I took one of these rickshaws in the area of Kot Lakhpat, in west Lahore, where I was staying, to the apartment of Bobby, otherwise known as Bobby Digital on VT. Bobby bargained for the price, then got me in the back seat, and I was laughing all the way to his place, where his very lovely wife Shumaila was waiting for us. I found this rickshaw outside the home of some people I visited outside of Lahore, and they asked me to bless their home, and pray for them.
Auto-Rickshaws are basically three wheel vehicles, kind of like big motorcycles, and they paint the covers in many different designs, like they do the painted trucks of Pakistan. I was told by a friend that the Pakistanis dress their trucks (and rickshaws) beautifully like a bride.... the passengers sit at the back and are protected from prying eyes by curtains that also *attempt* to keep out the Lahore dust and pollution...
I missed these after I went back to Canada.
The bicycle is also a popular way of travel in Lahore... as is the motorbike, and sometimes you can see whole families on them... or people carrying all their wares for business on their bikes...

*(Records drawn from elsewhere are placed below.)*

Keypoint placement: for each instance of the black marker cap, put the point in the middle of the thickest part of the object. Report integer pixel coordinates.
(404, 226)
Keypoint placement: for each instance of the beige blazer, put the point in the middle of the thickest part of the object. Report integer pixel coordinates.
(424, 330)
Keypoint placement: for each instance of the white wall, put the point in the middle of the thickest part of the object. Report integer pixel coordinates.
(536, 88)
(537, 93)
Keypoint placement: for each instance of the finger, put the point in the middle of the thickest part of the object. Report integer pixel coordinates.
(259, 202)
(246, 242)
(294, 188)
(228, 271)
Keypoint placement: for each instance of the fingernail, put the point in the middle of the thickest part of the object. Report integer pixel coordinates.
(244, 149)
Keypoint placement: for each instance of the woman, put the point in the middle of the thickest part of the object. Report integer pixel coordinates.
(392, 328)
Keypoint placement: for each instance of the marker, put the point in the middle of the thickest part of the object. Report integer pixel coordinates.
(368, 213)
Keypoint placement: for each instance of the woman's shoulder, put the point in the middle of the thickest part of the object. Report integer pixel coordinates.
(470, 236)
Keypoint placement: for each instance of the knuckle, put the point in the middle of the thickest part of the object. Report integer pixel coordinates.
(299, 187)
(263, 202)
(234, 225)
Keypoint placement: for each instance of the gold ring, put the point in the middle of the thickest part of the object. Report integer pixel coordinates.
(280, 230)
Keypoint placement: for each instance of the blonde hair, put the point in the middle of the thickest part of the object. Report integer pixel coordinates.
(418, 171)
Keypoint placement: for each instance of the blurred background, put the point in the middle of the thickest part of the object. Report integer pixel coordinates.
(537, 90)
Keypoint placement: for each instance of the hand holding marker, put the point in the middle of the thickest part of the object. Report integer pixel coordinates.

While the smell of riding in what is basically a riding lawn mower may be obnoxious, getting around Lahore in a Rickshaw will prove to be an experience some will love and some will hate. Priced low enough to go all over the place for a few bucks you just need to make sure you ask a local how much it should cost to go from point A to point B. For instance....ask the guy at the museum how much you should be charged to go to the fort. They are usually very helpful. This way, when you ask the rickshaw driver to take you there and you get ready to find out how much it's going to cost, you'll know if he's trying to stiff you! Also, MAKE SURE you ask how much BEFORE you go!!!
Lahore is home to the famous auto-rickshaw found all over the subcontinent. You can always see one of these vehicles putting along. I always enjoyed riding in them when I was a kid, it was a novelty.
Now that I'm older, its still fun, but it can also be kind of scary when you see large cars or trucks coming in your direction. You don't feel too confident with that little engine pulling you around. However, most of the drivers know what they are doing, and they don't charge much.
Taking a rickshaw is an interesting way to see Lahore or any Pakistani city.
I want to figure out how I can buy one and drive it around here in the States.